TRUStru-cutBx rozpoczynano po upływie dziesięciu minut od podania 10 ml 2% żelu lidokainowego do odbytnicy. Badanie wykonywano w ułożeniu chorego na lewym boku z kończynami zgiętymi w stawach biodrowych i kolanowych. Do TRUS wykorzystano głowicę z przetwornikiem emitującym ultradźwięki o częstotliwości 7 MHz i wewnętrznym kanałem biopsyjnym, współpracującą z ultrasonografem Bruel&Kjaer typ 3535. Wycinki ze stercza pobierano automatycznie igłą tru-cut 18 G, osadzoną w pistolecie biopsyjnym firmy Urotech Pro-Mag 2.2.

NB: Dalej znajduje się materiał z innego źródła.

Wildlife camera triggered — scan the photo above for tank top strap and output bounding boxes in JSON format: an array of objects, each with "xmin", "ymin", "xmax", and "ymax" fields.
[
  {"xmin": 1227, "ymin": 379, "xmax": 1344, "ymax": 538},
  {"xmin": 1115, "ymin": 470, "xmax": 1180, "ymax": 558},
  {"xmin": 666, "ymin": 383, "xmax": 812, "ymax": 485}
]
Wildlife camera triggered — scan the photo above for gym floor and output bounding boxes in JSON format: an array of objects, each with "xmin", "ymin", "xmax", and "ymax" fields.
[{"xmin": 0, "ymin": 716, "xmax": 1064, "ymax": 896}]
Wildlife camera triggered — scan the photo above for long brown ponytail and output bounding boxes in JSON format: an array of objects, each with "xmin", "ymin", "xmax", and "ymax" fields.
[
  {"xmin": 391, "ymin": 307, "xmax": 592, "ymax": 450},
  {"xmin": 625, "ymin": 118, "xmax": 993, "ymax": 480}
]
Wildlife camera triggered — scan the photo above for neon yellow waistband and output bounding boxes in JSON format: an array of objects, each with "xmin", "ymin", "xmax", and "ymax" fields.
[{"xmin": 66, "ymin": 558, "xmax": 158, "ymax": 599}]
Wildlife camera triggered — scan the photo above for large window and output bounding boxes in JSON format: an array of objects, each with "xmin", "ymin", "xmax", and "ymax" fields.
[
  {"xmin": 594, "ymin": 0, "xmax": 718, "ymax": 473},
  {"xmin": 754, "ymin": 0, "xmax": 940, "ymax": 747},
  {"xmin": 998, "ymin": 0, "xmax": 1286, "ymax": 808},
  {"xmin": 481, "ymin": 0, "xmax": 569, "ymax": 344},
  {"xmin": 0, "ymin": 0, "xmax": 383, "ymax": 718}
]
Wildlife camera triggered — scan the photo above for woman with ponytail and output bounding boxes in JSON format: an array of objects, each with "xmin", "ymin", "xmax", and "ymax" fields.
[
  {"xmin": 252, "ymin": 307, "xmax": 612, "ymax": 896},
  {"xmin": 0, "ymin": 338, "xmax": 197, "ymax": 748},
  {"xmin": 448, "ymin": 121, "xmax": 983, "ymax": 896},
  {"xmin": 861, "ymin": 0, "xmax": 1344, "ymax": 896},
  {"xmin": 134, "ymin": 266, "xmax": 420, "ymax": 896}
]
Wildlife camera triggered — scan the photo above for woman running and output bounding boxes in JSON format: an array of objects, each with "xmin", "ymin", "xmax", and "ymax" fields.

Przed wykonaniem zabiegu i w czternastym dniu po zabiegu chorzy wypełniali kwestionariusz IPSS (International Prostate Symptom Score). Nasilenie bólu oceniano bezpośrednio po TRUStru-cutBx (godzina ,,0\"), po upływie jednej i dwunastu godzin od zabiegu, wykorzystując do tego celu analogową skalę wzrokową (VAS - visual analogue scale of pain assessment) (ryc. 1). VAS obejmuje pięć stopni (od 0 do 4), określających odczucia badanego: 0 - ból nie występuje, 1 - poczucie dyskomfortu, 2 - ból nasilony umiarkowanie, 3 - ból nasilony znacznie, 4 - największe wyobrażalne nasilenie bólu.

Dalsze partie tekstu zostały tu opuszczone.